The Polish Foreign Minister moved deftly through the crowded briefing room to greet a Warsaw journalist with a deep bow and a kiss on her hand. At 79, Mr Wladyslaw Bartoszewski exudes the elegant charm of an earlier age.
But his personal biography leaves him better placed than any of his counterparts in Europe to assess the rival visions of the continent's future that EU leaders have been advancing in recent months.
As a resistance fighter in the Polish Home Army, he spent a year in Auschwitz during the second World War, and his tree stands in Yad Vashem in recognition of the Jewish lives he saved. After the war, the communists locked him up for seven years and he spent most of the intervening decades as a writer and historian.
In Sweden on Sunday, Mr Bartoszewski told us what he thought of proposals by the German Chancellor, Mr Gerhard Schroder, for a new division of power within the EU.
"It needs to be viewed with caution because it is rooted in 19th and 20thcentury utopias. And we need to consider to what extent his idea of a universal European government threatens the position of the nation-state," he said.
Mr Bartoszewski's lukewarm response followed a sharper rejection of Mr Schroder's ideas from the French European Affairs Minister, Mr Pierre Moscovici. Austria and Denmark have told Berlin they are not impressed by the plan, and the British government issued a tight-lipped statement welcoming the Chancellor's contribution to the debate on Europe's future.
In fact, Belgium and Luxembourg are the only EU member-states that have responded warmly to Mr Schroder's ideas. Yet the Chancellor is reported to be delighted with the impact of his intervention and he repeated his call for a stronger European government when he addressed a meeting of European centre-left parties in Berlin yesterday.
In a paper addressed to his Social Democratic Party (SPD) last week, Mr Schroder called for the European Commission to be transformed into a functioning government for Europe. He wants the Council of Ministers to be replaced by a second chamber of parliament similar to the German Bundesrat and the European Parliament itself to be given control over the EU budget.

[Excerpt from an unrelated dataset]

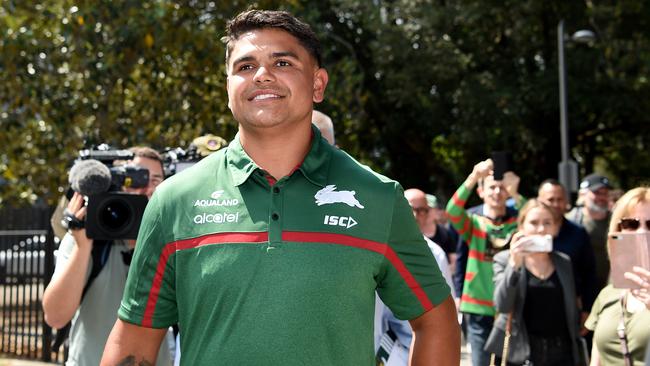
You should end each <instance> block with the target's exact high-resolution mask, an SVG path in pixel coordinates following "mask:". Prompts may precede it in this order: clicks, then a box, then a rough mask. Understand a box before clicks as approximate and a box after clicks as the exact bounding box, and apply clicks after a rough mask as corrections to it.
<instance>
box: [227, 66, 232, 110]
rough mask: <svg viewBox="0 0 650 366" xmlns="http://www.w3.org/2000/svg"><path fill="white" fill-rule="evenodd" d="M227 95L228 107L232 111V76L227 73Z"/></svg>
mask: <svg viewBox="0 0 650 366" xmlns="http://www.w3.org/2000/svg"><path fill="white" fill-rule="evenodd" d="M226 95H227V96H228V109H230V110H231V111H232V106H231V105H230V76H228V75H226Z"/></svg>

The 20-page document also proposes that responsibility for such policy areas as agriculture and regional policy be returned to the member-states.
Paris was slow to react at first, and Le Monde described the silence of the French Prime Minister, Mr Lionel Jospin, as "numbing". But last Wednesday Mr Moscovici dismissed the proposal as "a very German idea" and issued a clear warning that Paris would resist one of its key demands.

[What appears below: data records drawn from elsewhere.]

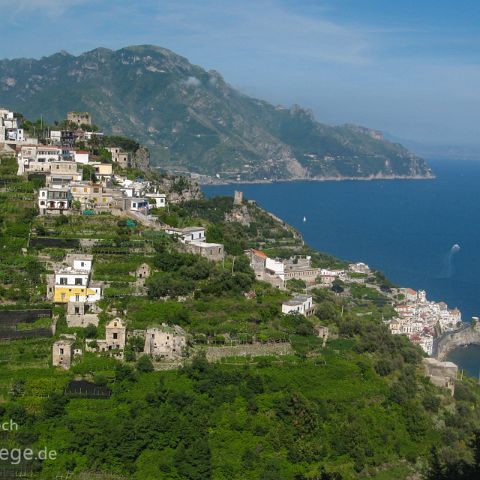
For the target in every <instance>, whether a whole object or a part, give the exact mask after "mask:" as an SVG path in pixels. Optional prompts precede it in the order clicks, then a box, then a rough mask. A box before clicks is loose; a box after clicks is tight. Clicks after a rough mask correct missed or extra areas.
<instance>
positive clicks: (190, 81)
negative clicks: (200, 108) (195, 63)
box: [182, 77, 201, 88]
mask: <svg viewBox="0 0 480 480" xmlns="http://www.w3.org/2000/svg"><path fill="white" fill-rule="evenodd" d="M182 83H183V84H184V85H185V86H187V87H194V88H195V87H198V86H199V85H200V84H201V82H200V80H199V79H198V78H196V77H188V78H187V79H186V80H184V81H183V82H182Z"/></svg>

"The Council of Ministers - which in practice represents the nations - cannot be reduced to a second chamber, a senate of the European Parliament," he said.
Austria's Chancellor, Mr Wolfgang Schussel, expressed the fear that Germany was bent on creating a "European superstate". And some British observers interpreted Mr Blair's decision to stay away from yesterday's meeting in Berlin as an attempt to distance himself from Mr Schroder.
The Chancellor, who wanted Economic and Monetary Union to be postponed and complained three years ago that the EU was "burning up" German money, is an unlikely European visionary. And his latest proposals are directed as much towards his own electorate as to his European partners.
SPD strategists believe that Mr Schroder has effectively neutralised Europe as an issue in next year's federal elections in Germany by stealing the clothes of the conservative opposition. His proposals succeed in addressing the concerns of both the integrationist heirs of Mr Helmut Kohl and the more sceptical supporters of the Bavarian Prime Minister, Mr Edmund Stoiber.
The Chancellor knows that the debate on Europe's future cannot begin in earnest until after the French and German elections next year. But the agenda will be set at a summit of EU leaders in the Belgian town of Laeken in December, and Mr Schroder wants to make sure that Germany's demands are at the centre of the discussions.
All EU member-states and the candidate countries will bring their own preoccupations to the debate once it begins. But the former Christian Democrat leader, Dr Wolfgang Schauble, believes the argument will boil down in the end to a fundamental question of how power is divided in Europe.
"The political discussion will ignite in the next few years over the question of what the EU should decide and what belongs to the nations. The limitation of competences is the actual power question," he said.